Alright. *Puts on vent cap*
At the end of last school year the lady who's taught me for four years and become very close to many of us suffered a mental breakdown and turned into a complete and utter bitch. She was always unstable, but our principle sort of person ended up firing her because she just exploded. It was difficult to deal with but I removed myself from my emotions quickly and by now I'm pretty much healed. We have a new teacher this year who's really awesome and amazing, and I'd basically be fine and everything.
But there are two boys in my class that kept in contact with Mrs. Bipolar and she's been manipulating them into acting out in class and thinking that she was a victim, when the rest of us know better. There was a big argument about it today and I feel really terrible because she's just using them to make herself look better.

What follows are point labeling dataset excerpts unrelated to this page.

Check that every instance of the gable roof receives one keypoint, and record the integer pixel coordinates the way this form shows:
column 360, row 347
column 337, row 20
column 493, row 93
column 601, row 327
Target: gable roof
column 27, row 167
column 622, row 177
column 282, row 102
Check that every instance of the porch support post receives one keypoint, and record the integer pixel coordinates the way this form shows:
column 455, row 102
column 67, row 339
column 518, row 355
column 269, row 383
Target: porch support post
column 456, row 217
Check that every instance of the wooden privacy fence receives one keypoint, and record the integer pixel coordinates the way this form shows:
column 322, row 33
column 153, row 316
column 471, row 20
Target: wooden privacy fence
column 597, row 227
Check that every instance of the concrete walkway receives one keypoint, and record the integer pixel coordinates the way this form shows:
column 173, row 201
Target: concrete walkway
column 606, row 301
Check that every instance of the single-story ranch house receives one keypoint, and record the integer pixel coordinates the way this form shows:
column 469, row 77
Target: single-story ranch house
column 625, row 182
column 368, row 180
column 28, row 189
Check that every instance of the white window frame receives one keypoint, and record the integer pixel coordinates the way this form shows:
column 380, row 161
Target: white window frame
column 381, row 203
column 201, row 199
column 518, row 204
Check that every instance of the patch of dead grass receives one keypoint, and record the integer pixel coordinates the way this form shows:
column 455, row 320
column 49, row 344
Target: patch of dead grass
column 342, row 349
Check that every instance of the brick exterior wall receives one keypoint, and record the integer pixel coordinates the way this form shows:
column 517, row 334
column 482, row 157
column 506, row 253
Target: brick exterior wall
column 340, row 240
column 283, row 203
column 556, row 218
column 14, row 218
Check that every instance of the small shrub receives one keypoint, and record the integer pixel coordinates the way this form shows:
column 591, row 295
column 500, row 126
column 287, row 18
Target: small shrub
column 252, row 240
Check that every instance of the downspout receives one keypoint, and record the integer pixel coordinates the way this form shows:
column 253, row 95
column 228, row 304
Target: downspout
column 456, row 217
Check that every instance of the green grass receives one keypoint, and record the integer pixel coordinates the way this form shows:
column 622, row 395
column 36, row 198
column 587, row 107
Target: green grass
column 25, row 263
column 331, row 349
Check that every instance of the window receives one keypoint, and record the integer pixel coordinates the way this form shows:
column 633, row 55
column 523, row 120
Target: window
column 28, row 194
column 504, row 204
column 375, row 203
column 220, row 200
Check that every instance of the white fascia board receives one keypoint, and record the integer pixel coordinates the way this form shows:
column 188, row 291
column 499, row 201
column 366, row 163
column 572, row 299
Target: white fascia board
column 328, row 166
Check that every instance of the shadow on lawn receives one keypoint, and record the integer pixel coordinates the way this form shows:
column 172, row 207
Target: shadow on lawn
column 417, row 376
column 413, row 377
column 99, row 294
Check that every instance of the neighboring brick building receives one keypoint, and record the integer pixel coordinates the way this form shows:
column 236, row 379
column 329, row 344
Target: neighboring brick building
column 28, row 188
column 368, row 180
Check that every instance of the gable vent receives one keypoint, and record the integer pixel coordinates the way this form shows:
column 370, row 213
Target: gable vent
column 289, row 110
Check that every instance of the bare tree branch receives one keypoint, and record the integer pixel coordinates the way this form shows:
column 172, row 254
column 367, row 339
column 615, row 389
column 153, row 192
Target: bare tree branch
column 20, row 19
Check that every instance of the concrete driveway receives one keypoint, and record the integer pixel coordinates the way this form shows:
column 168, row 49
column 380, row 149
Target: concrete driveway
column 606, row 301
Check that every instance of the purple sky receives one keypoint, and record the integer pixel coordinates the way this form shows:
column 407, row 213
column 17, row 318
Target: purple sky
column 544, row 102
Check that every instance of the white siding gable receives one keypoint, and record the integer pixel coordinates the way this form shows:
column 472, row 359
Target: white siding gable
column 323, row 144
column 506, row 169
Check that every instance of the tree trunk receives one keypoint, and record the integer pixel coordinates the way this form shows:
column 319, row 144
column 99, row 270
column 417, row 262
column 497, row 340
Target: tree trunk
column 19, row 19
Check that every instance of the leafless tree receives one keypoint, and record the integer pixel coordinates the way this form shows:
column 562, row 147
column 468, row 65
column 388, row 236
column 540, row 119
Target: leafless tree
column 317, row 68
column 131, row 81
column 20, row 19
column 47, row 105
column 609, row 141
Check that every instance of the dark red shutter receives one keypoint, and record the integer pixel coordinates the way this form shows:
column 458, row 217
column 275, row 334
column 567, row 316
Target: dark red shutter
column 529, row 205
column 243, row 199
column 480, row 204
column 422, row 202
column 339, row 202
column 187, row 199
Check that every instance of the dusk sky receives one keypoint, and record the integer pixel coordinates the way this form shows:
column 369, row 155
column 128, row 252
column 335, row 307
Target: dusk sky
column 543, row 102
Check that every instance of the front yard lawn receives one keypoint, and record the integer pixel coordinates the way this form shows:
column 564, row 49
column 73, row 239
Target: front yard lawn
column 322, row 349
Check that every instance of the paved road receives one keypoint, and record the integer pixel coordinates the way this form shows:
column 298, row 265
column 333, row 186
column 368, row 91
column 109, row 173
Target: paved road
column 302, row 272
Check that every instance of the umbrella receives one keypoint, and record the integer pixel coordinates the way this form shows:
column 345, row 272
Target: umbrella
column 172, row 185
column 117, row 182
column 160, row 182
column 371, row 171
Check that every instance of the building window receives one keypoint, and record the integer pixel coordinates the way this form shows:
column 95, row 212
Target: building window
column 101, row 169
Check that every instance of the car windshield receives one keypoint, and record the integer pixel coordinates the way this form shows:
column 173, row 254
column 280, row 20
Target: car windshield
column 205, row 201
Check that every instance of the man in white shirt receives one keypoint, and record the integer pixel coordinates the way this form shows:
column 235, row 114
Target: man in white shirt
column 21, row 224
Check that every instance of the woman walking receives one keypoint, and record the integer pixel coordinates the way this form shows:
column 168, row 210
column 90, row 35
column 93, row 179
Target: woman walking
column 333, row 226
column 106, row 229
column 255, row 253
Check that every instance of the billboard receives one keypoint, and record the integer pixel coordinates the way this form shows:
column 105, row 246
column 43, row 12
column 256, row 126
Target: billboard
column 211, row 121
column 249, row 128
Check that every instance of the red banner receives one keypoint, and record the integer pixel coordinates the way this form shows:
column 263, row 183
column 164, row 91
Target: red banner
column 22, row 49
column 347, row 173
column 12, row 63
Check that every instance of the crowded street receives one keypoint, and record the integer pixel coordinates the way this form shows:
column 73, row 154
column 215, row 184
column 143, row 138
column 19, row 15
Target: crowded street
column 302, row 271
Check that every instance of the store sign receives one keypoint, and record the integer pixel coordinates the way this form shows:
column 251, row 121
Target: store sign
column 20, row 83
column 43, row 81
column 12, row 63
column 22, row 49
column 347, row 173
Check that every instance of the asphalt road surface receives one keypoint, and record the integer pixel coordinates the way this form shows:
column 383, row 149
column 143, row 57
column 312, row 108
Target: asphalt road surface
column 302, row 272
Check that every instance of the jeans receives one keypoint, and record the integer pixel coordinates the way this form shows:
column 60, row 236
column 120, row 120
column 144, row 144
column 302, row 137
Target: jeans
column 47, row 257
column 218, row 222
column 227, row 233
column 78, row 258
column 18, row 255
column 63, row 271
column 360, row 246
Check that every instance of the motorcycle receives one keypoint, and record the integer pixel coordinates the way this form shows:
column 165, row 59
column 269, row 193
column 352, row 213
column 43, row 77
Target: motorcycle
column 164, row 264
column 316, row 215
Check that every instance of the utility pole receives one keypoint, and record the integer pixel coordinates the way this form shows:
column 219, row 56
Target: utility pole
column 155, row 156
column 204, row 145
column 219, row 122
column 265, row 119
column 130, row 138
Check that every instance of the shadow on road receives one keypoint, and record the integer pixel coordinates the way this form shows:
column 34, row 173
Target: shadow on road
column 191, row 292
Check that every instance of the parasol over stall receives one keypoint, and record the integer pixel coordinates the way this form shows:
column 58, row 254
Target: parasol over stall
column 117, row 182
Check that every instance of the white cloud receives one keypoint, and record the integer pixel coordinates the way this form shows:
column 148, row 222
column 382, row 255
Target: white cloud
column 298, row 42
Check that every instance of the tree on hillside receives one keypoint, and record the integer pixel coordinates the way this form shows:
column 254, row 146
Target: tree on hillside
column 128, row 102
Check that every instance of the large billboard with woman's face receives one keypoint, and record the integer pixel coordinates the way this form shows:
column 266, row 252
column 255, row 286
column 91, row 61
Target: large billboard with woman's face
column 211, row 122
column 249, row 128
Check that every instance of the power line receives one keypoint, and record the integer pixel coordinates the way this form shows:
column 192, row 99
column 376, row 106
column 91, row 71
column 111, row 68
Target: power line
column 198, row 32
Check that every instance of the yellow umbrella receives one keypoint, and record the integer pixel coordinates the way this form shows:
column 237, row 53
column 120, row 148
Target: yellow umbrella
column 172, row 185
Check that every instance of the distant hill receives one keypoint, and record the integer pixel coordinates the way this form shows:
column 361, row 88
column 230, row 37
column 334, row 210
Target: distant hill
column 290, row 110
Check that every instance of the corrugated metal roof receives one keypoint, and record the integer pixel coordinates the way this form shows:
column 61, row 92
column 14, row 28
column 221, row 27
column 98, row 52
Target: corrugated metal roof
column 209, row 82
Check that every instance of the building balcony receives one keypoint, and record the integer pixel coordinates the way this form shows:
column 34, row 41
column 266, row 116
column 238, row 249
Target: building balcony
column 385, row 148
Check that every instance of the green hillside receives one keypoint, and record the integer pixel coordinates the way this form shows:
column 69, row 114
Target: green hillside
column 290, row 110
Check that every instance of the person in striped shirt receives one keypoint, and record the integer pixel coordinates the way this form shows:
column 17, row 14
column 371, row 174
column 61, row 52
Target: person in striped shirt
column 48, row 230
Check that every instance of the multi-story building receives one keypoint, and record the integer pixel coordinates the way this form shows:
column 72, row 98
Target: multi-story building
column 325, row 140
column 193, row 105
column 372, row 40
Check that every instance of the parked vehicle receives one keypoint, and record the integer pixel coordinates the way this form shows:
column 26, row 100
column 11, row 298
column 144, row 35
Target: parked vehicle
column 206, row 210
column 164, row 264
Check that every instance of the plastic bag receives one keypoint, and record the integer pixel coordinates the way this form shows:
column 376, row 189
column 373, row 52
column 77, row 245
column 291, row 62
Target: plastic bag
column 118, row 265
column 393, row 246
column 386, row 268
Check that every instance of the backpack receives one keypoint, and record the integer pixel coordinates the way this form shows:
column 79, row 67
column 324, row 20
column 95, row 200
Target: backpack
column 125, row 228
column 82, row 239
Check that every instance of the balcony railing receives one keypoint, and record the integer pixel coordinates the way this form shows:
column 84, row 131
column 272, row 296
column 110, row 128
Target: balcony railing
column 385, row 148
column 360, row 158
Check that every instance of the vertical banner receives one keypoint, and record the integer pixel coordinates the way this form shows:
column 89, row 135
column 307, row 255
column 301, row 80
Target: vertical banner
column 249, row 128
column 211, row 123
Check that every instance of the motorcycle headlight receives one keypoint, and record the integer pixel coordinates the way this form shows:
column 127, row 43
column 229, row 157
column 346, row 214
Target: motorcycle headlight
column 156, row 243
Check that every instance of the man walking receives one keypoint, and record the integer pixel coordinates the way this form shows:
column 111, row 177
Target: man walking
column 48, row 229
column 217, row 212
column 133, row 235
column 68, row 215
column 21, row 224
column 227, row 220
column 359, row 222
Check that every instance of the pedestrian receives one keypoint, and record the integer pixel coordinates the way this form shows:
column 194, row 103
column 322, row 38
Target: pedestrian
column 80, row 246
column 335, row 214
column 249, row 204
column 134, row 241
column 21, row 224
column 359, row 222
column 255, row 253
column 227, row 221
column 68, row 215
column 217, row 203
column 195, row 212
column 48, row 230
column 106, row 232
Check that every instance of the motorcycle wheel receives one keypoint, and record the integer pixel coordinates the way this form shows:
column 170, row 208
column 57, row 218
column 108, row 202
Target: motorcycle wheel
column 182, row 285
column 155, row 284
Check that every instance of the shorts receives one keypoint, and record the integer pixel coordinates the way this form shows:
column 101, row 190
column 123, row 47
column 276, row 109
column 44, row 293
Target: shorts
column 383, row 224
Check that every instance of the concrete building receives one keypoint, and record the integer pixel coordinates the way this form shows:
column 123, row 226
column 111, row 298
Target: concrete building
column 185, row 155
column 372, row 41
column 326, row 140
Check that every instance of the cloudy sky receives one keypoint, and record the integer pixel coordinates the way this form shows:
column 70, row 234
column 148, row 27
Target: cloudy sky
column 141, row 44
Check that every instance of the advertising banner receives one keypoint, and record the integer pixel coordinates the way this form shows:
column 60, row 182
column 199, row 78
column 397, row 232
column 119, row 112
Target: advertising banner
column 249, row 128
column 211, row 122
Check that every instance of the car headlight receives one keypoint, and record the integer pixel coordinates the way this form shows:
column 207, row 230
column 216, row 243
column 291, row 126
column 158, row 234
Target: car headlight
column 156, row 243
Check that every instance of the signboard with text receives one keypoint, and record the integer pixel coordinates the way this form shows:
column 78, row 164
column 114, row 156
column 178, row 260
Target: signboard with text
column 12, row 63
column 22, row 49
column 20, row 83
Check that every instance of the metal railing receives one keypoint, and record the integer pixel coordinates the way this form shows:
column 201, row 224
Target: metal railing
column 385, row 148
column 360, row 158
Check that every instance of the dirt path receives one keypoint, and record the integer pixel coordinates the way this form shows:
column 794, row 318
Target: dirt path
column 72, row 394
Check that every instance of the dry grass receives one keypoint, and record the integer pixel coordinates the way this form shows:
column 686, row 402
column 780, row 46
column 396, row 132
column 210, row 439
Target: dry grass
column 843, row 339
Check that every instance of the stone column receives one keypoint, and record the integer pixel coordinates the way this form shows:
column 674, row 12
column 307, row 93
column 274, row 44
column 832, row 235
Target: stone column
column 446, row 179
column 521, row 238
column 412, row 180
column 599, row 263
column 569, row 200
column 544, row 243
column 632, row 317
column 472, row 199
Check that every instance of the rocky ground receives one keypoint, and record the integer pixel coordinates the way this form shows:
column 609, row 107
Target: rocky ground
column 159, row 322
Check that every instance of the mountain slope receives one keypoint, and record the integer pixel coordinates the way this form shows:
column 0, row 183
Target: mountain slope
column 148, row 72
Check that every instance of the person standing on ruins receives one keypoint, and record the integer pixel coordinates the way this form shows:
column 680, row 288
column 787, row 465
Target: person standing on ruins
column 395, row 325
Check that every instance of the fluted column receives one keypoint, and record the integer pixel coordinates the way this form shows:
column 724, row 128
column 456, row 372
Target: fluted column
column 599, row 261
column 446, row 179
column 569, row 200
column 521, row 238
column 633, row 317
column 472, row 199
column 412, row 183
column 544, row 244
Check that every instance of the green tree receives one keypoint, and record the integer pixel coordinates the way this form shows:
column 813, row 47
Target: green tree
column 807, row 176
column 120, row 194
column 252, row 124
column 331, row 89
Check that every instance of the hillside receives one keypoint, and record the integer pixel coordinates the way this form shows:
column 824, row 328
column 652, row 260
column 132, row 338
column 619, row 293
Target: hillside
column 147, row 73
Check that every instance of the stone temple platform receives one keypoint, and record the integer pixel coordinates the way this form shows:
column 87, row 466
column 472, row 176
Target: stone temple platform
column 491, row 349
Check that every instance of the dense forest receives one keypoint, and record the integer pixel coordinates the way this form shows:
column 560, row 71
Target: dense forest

I've been going around the last couple of weeks feeling 'poisoned' so to speak and this is a large part of it.
Which brings me to my next issue: I'm disintegrating. I'm indulging all my old habits I thought I'd kicked; I'm back up to 3 bottles of Dr. Pepper a day; I come home from school and sleep for five hours then wake up and binge comfort eat before staying up all night. I keep opening up a bleeding sore on my head from exhaustively scratching out dandruff. I fall asleep at my desk at school, I forget to keep up on assignments and have no motivation whatsoever to do anything.